Small Town, Big Deal

story by Kay Bradley

If you were to drive through the campus of America’s most conservative college this last week you would think that it is anything but. For the last seven days rainbow flags have flown in protest to the university’s policies, and across the street signs were waved in counter-protest.

Rexburg is a quiet town in southeastern Idaho. It is also host to Brigham Young University- Idaho, one four private religious schools owned by The Church of Jesus Christ of Latter-day Saints.

The Honor Code protests were precipitated by a misinterpreted change in the University’s Honor Code–the code of personal moral conduct that all BYU-I students are required to sign. On February 19th, the Church Education System (CES) updated the Honor Code for all church schools “to be in alignment with the doctrine and policies of the Church.” One of these changes was the removal of a clause that prohibited romantic homosexual behavior.

Many observers were surprised that the clause itself was taken out. The Church famously teaches a traditional Law of Chastity, which specifically prohibits sexual relations outside of marriage between a man and a woman. The leaders of The Church have long taught that being Chaste is more than refraining from sex. In fact, Latter-day Saint children are counseled to not date until they are 16, and to avoid passionate kissing of any kind until they are married. A minority of students who identify as LGBTQ+ interpreted the change in wording to mean that it now allowed dating, hand-holding, and kissing of same-sex individuals, and celebrated for two weeks before any official statement was given by the university.

On March 4th the Commissioner of Education for the CES, Elder Paul V. Johnson, issued a clarifying letter that states “Same-sex romantic behavior cannot lead to eternal marriage and is therefore not compatible with the principles included in the Honor Code.” This exposition is the cause of unrest from “Allies.” Elder Johnson’s statement also drew support from several students, many of whom identify with a faith-based movement that originated on twitter called Deseret Nation, or “DezNat” for short.

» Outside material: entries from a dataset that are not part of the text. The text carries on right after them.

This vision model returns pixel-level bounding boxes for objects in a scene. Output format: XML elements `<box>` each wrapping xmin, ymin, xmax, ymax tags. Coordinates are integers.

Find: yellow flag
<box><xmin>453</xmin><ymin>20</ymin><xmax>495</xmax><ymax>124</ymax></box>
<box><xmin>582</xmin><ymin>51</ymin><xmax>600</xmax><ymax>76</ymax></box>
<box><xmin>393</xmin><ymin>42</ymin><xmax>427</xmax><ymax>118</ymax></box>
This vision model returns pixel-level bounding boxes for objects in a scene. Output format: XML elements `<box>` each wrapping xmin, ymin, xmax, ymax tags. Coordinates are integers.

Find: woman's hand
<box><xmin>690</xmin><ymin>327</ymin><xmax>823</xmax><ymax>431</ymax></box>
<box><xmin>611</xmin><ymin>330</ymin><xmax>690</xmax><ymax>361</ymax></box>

One of the protesters, Grey Woodhouse, felt that these protests were important “because people think that queer students just don’t exist here, and they don’t understand [they] are treated differently and [they’re] treated poorly.” Another, Ace, said that she was “out to support [her] friends.” Jesus Ramos, a student that identifies as gay, says that “The church has always encouraged love and acceptance around the world, and I don’t see why they wouldn’t do that here on campus.” Several more felt that the counter-protesters were only out to spread hate and intolerance. They felt like a doctrinal document, The Family: A Proclamation to the World was being “weaponized” against them for its teachings on marriage and the family.

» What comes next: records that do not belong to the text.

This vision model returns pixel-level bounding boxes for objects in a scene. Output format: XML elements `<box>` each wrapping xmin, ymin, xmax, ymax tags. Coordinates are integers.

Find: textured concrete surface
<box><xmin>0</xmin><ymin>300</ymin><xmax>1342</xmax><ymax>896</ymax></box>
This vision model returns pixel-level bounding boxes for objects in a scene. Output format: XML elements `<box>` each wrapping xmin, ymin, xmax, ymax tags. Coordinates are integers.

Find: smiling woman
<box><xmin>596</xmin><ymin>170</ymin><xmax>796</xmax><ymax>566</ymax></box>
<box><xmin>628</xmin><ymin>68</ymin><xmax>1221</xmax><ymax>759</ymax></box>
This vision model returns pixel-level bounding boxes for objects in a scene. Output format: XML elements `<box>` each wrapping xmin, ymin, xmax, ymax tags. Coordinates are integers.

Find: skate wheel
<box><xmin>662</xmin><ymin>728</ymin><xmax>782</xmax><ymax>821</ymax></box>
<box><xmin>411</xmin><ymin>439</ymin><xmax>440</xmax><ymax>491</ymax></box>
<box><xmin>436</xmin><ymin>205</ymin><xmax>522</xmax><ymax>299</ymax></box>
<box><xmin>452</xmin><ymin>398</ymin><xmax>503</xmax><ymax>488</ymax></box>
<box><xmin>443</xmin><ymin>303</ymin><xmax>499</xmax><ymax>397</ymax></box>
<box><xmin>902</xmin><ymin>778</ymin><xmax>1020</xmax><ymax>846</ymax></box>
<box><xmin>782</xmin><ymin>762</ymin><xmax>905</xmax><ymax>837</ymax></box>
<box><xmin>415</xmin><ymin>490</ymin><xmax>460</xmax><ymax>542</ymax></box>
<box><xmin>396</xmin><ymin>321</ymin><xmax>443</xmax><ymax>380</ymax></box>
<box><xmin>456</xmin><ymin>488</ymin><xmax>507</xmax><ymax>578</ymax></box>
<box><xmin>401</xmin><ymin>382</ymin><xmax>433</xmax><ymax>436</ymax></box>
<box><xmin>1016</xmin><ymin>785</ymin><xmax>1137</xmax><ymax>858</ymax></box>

From the opposite street corner Noah Blaylock held a sign with a quote from Latter-day Saint scripture that reads “Whether by mine own voice, or by the voice of my servants, it is the same.” When asked about his sign and reasons for counter-protesting he explained: “I’m out here today because I think that [progressive activists are] hurting gay people, telling them the vicious lie that everyone hates them, nobody likes them.” He continued, “the honest truth is that most people don’t care enough about your sexuality to oppress you… I don’t hate them, but I’m out here out of my love for them.” The organizer of the counter-protest, Andy, echoed this sentiment saying “It is more loving to invite our Brethren to come back unto our Heavenly Father’s fold than advocate for condoning sin.”  This same message is found in the Official users Guide for “DezNat,” which says “We are not limited by a one-dimensional, overly simplistic view of a Christ who teaches that only unconditional acceptance is true love.”

Throughout the protest, people crossed sides to have discussions, few of which were friendly. The counter-protesters participated in a reading of The Family: A Proclamation to the World with close to 20 people gathering. Across the way, the protesters sang hymns like “Love One Another” and held a moment of silence for members of the LGBTQ community affected by suicide.

Protesters and counter-protesters alike were subjected to slurs, vulgar hand gestures, and “coal rolling.” Coal Rolling is a common practice among those who drive diesels, where dark clouds of engine exhaust are fumed upon people standing on sidewalks. Behaviors like these were not condoned or planned by either side.

Overall, the protest itself did little in the way of changing any practice or policy. It sowed discord among the student body and ‘othered’ members of the LGBTQ community. Rather than build bridges, the demonstrations caused contention and in no way facilitated meaningful dialogue. Both sides were accused of hate and intolerance. This may be merely the latest symptom of our growing reversion to tribalism and the breakdown of civil discourse in America.